Film-focused exhibition coming to Sydney

“Film footage about war makes it real and emotive, and it connects and places people into another world – a place that hopefully most of us never have to be.”

Action! Film and War exhibition lead curator Daniel Eisenberg.
Action! Film and War exhibition lead curator Daniel Eisenberg.

The Australian War Memorial’s (AWM) free touring exhibition Action!

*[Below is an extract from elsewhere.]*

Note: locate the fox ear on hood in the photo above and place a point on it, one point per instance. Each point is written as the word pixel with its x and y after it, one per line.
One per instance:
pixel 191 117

Film and War will be in the State Library of NSW from October 7 to April 28.

The exhibition’s lead curator, Daniel Eisenberg (pictured), said the exhibition features 250 carefully chosen items from the AWM’s vast photo, film and sound collection – ranging from camera equipment and audio-visual clips, to the diaries of war cinematographers – to explore how film shapes our understanding of the Australian experience of war.

Adding layers of depth in that exploration is including what Eisenberg calls “the struggle of the medium [of film] – forever caught between telling a good story, and telling the truth”.

Captain Frank Hurley (right) behind the camera atop Mount Scopus overlooking Jerusalem on November 13, 1940. Photo: AWM

“And the first sparks in that struggle [in the Australian context] were present in the First World War imagery.”

The exhibition also sheds light on the people who captured war footage on camera and film – often risking their lives to do so – and the changing technology and evolving production methods used through time.

“A still image captures a moment, but what a moving image does is different – it can transport you,” Eisenberg said.

“Film footage about war makes it real and emotive, and it connects and places people into another world – a place that hopefully most of us never have to be.”

Among the featured figures in the exhibition is Captain Frank Hurley, who in the Great War was sent to film and photograph Diggers in battles initially in France and Belgium, before being sent to the Middle East, where he witnessed the Australian Light Horse in the Battle of Jericho.

Australia’s first Oscar-winning film was actually a war one, called Kokoda Front Line! – which won Best Documentary in 1943, and was shot almost exclusively by Damien Parer, who tragically was killed towards the end of World War II by Japanese fire, while filming in Palau.

The Academy Award trophy for Kokoda Front Line! is on display in the exhibition, as is a work diary that belonged to Neil Davis, who extensively covered Australians fighting in the Vietnam War, the camera Paul Moran used on the day he was killed by a car bomb in 2003 during the Iraq War, and items and works by the Australian Defence Forces’s first female war cinematographer, Robyn White.

A range of camera equipment – from a 15kg wooden hand-wound camera, to a modern helmet-attached Go Pro device – will be on display too, plus a feature film section, where visitors can view the original script for Peter Weir’s Gallipoli, and costumes from Jirga and The Sapphires.